Hepatic hemochromatosis and hypophosphatemic osteomalacia caused by the continuous intravenous administration of saccharated ferric oxide

Program: Abstracts - Orals, Featured Poster Presentations, and Posters
Session: MON 199-237-Disorders of Parathyroid Hormone & Calcium Homeostasis
Translational
Monday, June 17, 2013: 1:45 PM-3:45 PM
Expo Halls ABC (Moscone Center)

Poster Board MON-212
Keiji Iida*, Anna Tamagawa, Yasuhisa Hino, Takeshi Ohara, Seitetsu Yoon, Masayo Fujimoto and Kazuo Chihara
Hyogo Prefectural Kakogawa Medical Center, Kakogawa, Japan
Background: Transfusional iron overload can sometimes cause secondary hemochromatosis, and saccharated ferric oxide (SFO) is known to cause hypophosphatemic osteomalacia. We report a patient who developed both hemochromatosis and hypophosphatemic osteomalacia caused by the repeated and prolonged intravenous administration of SFO for anemia treatment.

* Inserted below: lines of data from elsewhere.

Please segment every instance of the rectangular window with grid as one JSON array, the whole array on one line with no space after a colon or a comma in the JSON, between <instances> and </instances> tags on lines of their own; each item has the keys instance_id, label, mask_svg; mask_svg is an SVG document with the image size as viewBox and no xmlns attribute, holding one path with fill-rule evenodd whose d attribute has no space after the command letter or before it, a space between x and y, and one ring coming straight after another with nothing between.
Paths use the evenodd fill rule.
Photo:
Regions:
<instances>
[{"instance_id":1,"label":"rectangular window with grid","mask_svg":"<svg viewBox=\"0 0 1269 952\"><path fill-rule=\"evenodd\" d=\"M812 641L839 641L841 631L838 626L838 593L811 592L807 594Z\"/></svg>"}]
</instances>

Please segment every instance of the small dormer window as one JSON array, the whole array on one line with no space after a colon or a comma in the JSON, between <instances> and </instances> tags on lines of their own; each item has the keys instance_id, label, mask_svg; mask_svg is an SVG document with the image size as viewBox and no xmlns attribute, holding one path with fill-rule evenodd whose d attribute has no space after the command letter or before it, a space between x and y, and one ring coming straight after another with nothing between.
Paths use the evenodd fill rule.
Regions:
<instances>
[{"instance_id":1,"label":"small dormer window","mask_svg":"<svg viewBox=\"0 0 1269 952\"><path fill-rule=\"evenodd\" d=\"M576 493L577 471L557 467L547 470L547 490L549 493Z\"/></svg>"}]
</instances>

Clinical case: A 48-year-old man developed progressive bilateral lower limbs pain and weakness over 2 years. He had a history of anemia of unknown cause for which his family physician prescribed intravenous SFO administration 3 times a week. He was presented at our hospital for further evaluation of his bone pain. At the hospital, his serum ferritin level was found to be extremely elevated at 3879 ng/mL(reference range, 39.4–340 pg/mL). Computed tomography (CT) scan revealed that his liver density increased by 85–95 Hounsfield Unit (HU), whereas liver magnetic resonance imaging revealed low intensity T1- and T2- weighted images. Histological evaluation of a liver biopsy specimen confirmed hemochromatosis. Laboratory test results indicated a low serum phosphate level of 1.6 mg/dL (reference range, 2.5–4.5 mg/L) and an elevated alkaline phosphatase level of 1259 U/L (reference range, 100–350 U/L).The patient’s 1,25-dihydroxyvitamin D (1,25(OH)2D) level was below normal at 24.4 pg/mL (reference range, 20–60 pg/mL). Urinary tubular reabsorption of phosphate (TRP) was 76% (reference range, >82%), and the ratio of the maximum rate of renal tubular reabsorption of phosphate to glomerular filtration rate (TmPO4/GFR) was 1.24 (reference range, 2.5–4.2), indicating renal phosphate wasting. The patient’s serum fibroblast growth factor 23 (FGF-23) level was at the upper normal at 43 pg/mL (reference range, 10–60 pg/mL). Iron infusions were discontinued, and subsequently his serum phosphate level, 1,25 (OH)2D level, %TRP, TmPO4/GFR, and FGF-23 level normalized. Subsequently, his bone pain resolved. This clinical course confirmed SFO-induced osteomalacia.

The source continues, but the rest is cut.